McDonald’s $5 Meal Deal: A Recipe for Profit or Just a Promotion?

McDonald’s is poised to generate a profit from its $5 meal deal, albeit a modest one, with profit margins estimated to be between 1% and 5%. This translates to earnings of approximately $0.05 to $0.25 for each meal combination sold, according to restaurant analyst Mark Kalinowski.

Kalinowski noted that the promotional deal is designed to draw inflation-weary consumers back into McDonald’s outlets, with the hope that customers will purchase additional items beyond the $5 offer. However, the profitability of the deal hinges on various factors, including the costs associated with ingredients, labor, and operational expenses.

Arlene Spiegel, president of Arlene Spiegel & Associates, described the $5 meal deal as “more promotional than profitable.” She pointed out that while the combo could attract diners to the chain, it does not guarantee that franchisees will benefit from the profits. Approximately 95% of McDonald’s locations are franchise-owned, meaning that individual owners establish their own pricing and manage expenses such as rent, insurance, permits, and taxes.

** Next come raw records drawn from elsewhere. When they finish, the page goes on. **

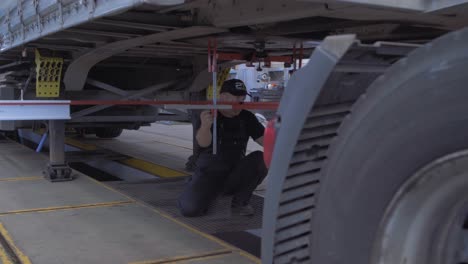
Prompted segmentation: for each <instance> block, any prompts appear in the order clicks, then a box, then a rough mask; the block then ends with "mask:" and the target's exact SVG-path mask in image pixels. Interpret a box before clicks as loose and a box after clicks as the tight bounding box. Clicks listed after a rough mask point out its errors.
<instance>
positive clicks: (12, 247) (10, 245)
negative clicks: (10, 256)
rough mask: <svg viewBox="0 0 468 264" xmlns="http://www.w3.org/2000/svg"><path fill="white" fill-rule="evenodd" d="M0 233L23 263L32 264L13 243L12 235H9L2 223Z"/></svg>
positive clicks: (16, 246)
mask: <svg viewBox="0 0 468 264" xmlns="http://www.w3.org/2000/svg"><path fill="white" fill-rule="evenodd" d="M0 233H1V234H2V236H3V238H4V239H5V240H6V242H7V243H8V245H9V246H10V248H11V249H13V251H14V252H15V255H16V256H17V257H18V259H19V260H20V261H21V263H22V264H31V260H29V258H28V257H27V256H26V255H25V254H24V253H23V252H21V250H20V249H19V248H18V247H17V246H16V245H15V243H14V242H13V239H12V238H11V236H10V234H8V231H7V230H6V229H5V227H4V226H3V224H2V223H0Z"/></svg>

In May, Joe Erlinger, McDonald’s U.S. president, indicated that franchisees often implement promotional strategies—like the $5 meal deal—to help alleviate overhead costs. Nevertheless, Spiegel emphasized that the deal primarily serves as a “loss leader” to attract and retain customers, and when considering additional expenses related to labor, packaging, condiments, delivery, and marketing, franchise owners may effectively eliminate profits on the items included in the deal.